STREAM EXCLUSIVE ORIGINALS

Don't Ask When: Repeal of Gay Ban Won't Be Soon

WASHINGTON – President Barack Obama, Pentagon leaders and even former Vice President Dick Cheney think it's time to end the "don't ask, don't tell" policy on gays in the military. But a repeal is probably years away.

The two Defense Department officials appointed to lead a yearlong internal assessment — Gen. Carter Ham, commander of U.S. Army forces in Europe, and Jeh Johnson, the Pentagon's chief legal counsel — met for the first time Feb. 9.

As that study gets under way, officials were expected by mid-March to suggest ways to relax enforcement of the law. Of particular interest is minimizing cases of "third-party outings," where a service member is kicked out after being reported by others to be gay.

The protracted timeline is about more than giving military leaders time to assess the impact on troops and put new rules in place. The multiyear process also is a strategic way of getting troops used to the idea before they have to accept change. Politically, the timeline puts off congressional debate over lifting the ban until after elections this fall.

Reversing the military's policy on gays, which is based on a 1993 law and would require an act of Congress, would mark the biggest upheaval to the military's personnel policies since the 1948 executive order on racial integration.

The goal, according to senior defense and military officials, is to avoid the backlash that could result from imposing change too fast. While officials expect resistance from only a minority of service members and believe that it could be contained with discipline, officials fear isolated incidents of violence could erupt as a means of protest.

Defense Secretary Robert Gates suggested as much in recent congressional testimony, when he said he had learned from "stupid" management attempts to dictate change too quickly as a senior CIA official in the 1980s.

Stupid was trying to impose a policy from the top without any regard for the views of the people who were going to be affected or the people who would have to effect the policy change," Gates said.

As part of the internal review, Gates said the military would survey service members and their families on any changes to policies.
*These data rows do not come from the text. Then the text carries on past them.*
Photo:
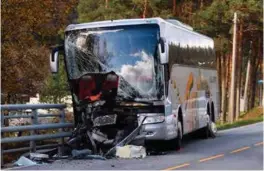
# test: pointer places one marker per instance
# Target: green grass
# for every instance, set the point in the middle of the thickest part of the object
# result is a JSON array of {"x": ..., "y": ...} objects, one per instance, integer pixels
[{"x": 239, "y": 123}]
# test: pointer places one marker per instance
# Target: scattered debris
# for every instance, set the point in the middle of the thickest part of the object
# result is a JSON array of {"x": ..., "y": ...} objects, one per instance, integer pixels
[
  {"x": 38, "y": 156},
  {"x": 23, "y": 161},
  {"x": 131, "y": 151},
  {"x": 79, "y": 154}
]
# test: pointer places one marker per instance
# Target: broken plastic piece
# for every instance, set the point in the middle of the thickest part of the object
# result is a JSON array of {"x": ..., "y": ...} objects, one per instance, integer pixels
[
  {"x": 131, "y": 151},
  {"x": 38, "y": 156},
  {"x": 80, "y": 153},
  {"x": 23, "y": 161},
  {"x": 98, "y": 157}
]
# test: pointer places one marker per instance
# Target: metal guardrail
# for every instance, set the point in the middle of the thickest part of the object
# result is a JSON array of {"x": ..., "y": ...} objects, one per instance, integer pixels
[{"x": 33, "y": 137}]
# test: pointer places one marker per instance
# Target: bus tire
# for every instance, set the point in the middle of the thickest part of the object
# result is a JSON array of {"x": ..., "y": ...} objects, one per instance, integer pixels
[
  {"x": 210, "y": 129},
  {"x": 178, "y": 139}
]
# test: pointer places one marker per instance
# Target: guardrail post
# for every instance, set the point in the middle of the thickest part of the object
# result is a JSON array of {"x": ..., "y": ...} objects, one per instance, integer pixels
[
  {"x": 61, "y": 140},
  {"x": 34, "y": 121},
  {"x": 2, "y": 136}
]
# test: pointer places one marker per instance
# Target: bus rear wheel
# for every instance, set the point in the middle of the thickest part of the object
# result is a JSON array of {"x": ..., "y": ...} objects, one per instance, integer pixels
[
  {"x": 178, "y": 140},
  {"x": 210, "y": 130}
]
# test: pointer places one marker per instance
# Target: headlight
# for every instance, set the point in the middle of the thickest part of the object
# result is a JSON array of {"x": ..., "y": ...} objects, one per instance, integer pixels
[{"x": 151, "y": 118}]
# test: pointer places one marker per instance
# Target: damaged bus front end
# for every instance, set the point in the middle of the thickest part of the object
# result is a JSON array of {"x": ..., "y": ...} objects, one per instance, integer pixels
[{"x": 117, "y": 83}]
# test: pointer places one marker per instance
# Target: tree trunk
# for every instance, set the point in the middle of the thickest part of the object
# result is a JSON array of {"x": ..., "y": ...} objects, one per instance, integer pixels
[
  {"x": 201, "y": 4},
  {"x": 232, "y": 104},
  {"x": 239, "y": 69},
  {"x": 223, "y": 87},
  {"x": 174, "y": 7},
  {"x": 247, "y": 80},
  {"x": 253, "y": 76},
  {"x": 218, "y": 67},
  {"x": 106, "y": 4},
  {"x": 145, "y": 9}
]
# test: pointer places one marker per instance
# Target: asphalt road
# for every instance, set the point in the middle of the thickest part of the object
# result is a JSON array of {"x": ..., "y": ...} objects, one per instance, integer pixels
[{"x": 238, "y": 149}]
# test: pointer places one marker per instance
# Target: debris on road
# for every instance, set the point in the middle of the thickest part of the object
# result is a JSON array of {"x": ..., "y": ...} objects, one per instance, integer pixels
[
  {"x": 79, "y": 154},
  {"x": 38, "y": 156},
  {"x": 23, "y": 161},
  {"x": 131, "y": 151}
]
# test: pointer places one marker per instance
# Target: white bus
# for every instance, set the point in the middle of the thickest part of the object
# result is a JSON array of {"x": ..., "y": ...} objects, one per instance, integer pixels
[{"x": 154, "y": 68}]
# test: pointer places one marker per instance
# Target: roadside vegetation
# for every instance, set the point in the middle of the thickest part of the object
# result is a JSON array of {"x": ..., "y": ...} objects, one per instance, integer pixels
[{"x": 253, "y": 116}]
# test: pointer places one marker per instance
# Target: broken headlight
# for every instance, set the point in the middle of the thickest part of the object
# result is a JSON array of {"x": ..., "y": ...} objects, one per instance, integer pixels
[{"x": 151, "y": 118}]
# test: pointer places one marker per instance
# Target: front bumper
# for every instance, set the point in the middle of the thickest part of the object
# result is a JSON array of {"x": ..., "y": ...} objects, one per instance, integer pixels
[{"x": 155, "y": 131}]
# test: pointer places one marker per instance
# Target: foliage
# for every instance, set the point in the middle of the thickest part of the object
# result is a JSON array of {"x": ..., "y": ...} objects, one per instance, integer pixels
[
  {"x": 240, "y": 123},
  {"x": 28, "y": 28}
]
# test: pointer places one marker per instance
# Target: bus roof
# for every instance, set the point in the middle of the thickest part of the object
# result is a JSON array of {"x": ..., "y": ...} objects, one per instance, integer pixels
[{"x": 136, "y": 21}]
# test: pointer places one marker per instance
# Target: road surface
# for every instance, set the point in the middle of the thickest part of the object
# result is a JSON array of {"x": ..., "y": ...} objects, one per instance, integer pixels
[{"x": 238, "y": 148}]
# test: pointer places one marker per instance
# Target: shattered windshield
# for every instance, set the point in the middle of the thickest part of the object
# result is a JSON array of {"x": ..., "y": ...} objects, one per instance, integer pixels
[{"x": 129, "y": 51}]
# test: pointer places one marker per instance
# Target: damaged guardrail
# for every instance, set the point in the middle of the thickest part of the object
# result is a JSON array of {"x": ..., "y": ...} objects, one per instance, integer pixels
[{"x": 35, "y": 125}]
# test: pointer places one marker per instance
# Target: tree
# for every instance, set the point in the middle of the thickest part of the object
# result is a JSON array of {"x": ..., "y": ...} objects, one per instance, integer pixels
[{"x": 28, "y": 28}]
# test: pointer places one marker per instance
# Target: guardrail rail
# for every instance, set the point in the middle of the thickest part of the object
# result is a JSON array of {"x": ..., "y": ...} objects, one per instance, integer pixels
[{"x": 35, "y": 125}]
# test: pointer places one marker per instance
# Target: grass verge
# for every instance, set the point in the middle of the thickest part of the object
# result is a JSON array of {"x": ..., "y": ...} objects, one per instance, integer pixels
[{"x": 240, "y": 123}]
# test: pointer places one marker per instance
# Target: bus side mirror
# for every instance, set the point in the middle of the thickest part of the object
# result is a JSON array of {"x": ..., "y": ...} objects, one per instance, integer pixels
[
  {"x": 162, "y": 51},
  {"x": 54, "y": 59}
]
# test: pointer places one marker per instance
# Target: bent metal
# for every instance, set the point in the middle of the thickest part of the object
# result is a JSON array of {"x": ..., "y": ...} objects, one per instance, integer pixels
[{"x": 135, "y": 81}]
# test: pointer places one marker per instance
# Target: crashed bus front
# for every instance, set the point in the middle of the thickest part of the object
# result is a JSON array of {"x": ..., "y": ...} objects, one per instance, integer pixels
[{"x": 117, "y": 83}]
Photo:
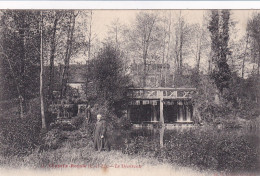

A guiding principle of our efforts will be to minimize disruption and polarization within the ranks, with special attention paid to those serving on the front lines," Gates told a Senate committee this month.

Obama, who says the ban is unjust, is counting on a major cultural shift among American voters in the 17 years since it went into effect. Democratic lawmakers joined the military in resisting a proposal by then-President Bill Clinton that would have let gays serve openly.

Clinton emerged from the debate politically bruised, with GOP critics casting the new president as a social liberal who was woefully out of touch with the military.

Since then, Democratic lawmakers as well have been reluctant to take on the issue. Since taking control of Congress following the 2006 elections, Democrats have focused their efforts instead on more popular military-related issues like ending the war in Iraq.

According to a Washington Post-ABC News poll, three-quarters of Americans say that they support openly gay people serving in the military. The 75 percent figure is far above the 44 percent of Americans who held the same position in May 1993.

Cheney, defense secretary in the first Bush administration, said Sunday he supports a review of the policy.

When the chiefs come forward and say we think we can do it, it strikes me it's time to reconsider the policy," he said. "I'm reluctant to second-guess the military in this regard.

Cheney, who has an openly gay daughter, said he thinks society has moved on from staunch opposition to homosexuals serving in the military.

It's partly a generational question," he told ABC's "This Week," adding that "things have changed significantly" since the policy took effect.

Obama's national security adviser, retired Marine Gen. James Jones, said on CNN's "State of the Union" that the policy "has to evolve with the social norms of what is acceptable and what is not.